Now that I’m old enough to have wrinkles, I realize that a major joy of the 50+ life stage is the ability to give myself permission to just be. Time to sit and ponder my plans or simply to reflect on my many blessings is a gift, but I didn’t always internalize this idea. The morning I woke extremely frazzled and confused I knew I needed to take advantage of this gift-in-waiting. I was forced to ask why I frequently feel so rushed or busy and––horrors––how can I slow down.
It was quite clear to me that our kids have their own busy lives, that my husband is content and capable in what he chooses to do, and I have work I love doing. Best of all, I can do this work on my own timetable. “So why,” I ask, “am I often frazzled?” My answer––“You do it to yourself”––moved me toward starting each day in quiet meditation and contemplation. I don’t always succeed, but when I do the day is more pleasant––and usually more productive. Certainly it is more satisfying.

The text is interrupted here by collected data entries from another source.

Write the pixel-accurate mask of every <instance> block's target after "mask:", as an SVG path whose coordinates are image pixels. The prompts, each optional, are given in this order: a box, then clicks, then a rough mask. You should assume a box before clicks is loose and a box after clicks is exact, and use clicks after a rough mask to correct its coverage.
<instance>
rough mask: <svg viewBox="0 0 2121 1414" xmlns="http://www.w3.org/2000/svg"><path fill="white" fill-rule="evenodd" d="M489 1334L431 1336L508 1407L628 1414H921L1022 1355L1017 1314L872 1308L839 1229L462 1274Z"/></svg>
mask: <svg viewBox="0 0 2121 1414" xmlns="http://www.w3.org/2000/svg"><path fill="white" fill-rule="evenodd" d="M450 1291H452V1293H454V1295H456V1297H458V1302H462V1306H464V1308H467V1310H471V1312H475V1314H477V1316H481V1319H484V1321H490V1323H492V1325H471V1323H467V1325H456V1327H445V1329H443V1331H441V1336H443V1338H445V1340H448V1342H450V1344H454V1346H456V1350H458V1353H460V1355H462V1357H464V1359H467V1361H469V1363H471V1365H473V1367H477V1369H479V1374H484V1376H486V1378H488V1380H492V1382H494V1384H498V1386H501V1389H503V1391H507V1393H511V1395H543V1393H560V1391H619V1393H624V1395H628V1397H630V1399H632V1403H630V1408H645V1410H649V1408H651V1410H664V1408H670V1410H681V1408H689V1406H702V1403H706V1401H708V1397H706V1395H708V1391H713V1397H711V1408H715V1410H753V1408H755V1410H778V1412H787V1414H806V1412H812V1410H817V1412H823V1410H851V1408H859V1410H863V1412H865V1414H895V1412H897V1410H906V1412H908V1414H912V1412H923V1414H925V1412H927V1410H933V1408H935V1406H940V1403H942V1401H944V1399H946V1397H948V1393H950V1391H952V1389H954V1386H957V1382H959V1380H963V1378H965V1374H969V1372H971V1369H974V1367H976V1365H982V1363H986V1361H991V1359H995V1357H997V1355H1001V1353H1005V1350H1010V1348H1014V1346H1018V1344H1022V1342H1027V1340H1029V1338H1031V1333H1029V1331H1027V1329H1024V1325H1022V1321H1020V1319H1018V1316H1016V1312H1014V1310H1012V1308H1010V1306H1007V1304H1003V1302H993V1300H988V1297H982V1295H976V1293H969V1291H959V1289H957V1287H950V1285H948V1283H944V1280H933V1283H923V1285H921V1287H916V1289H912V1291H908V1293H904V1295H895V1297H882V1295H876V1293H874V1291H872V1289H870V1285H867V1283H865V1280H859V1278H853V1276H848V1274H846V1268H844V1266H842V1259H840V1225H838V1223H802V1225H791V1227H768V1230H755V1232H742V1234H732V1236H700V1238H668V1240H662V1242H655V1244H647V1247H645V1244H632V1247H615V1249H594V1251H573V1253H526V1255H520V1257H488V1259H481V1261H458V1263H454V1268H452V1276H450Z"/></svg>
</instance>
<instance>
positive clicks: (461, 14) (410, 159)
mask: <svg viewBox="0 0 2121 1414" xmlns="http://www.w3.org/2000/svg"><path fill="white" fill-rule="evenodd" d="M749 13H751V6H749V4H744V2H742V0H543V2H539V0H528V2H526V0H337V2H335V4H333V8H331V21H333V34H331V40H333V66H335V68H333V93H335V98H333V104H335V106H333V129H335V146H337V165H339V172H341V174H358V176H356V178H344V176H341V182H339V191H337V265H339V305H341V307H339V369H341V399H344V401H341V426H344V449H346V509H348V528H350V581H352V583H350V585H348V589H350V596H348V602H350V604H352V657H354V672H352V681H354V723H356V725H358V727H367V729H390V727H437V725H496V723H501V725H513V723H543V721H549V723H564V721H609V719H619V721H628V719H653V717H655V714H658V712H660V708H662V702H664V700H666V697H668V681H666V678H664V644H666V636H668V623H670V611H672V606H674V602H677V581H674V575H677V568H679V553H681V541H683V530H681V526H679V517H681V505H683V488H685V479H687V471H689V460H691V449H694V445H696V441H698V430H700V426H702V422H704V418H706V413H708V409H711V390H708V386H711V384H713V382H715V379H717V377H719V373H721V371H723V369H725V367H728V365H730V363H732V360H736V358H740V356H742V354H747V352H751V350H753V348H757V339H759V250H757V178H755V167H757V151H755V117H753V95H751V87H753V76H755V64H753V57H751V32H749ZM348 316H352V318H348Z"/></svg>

Today as I sat in my favorite viewing spot to the outside world, I was struck by the morning calm and its unique beauty. The sun peeped through a cloud, and I was reminded of a quote I had read by Russell Bishop. I printed it a week or two ago because I had found it inspirational but never truly understood its significance before this Aha moment.
The quote reads, “ My seemingly impossible good is happening now.” I had focused on it because I was discouraged about something and thought this would shore up my mood. This morning the thought flashed before me and I assimilated its true meaning into my whole being––it suddenly became real and part of every fiber of who I am. I realized that, the thought of impossible good could shore up my confidence, but more important, it was telling me that there is good in every moment, and I can live with it as much as I choose. My awakening may not have been so profound had I been involved in my typically rushed morning. My usual routine of a quick breakfast, some laundry or other task, an hour or so of work and then to the gym before settling down for the project of the day didn’t leave room for quietness.
What a gift––and how energized I feel for having taken the time to let it come to me.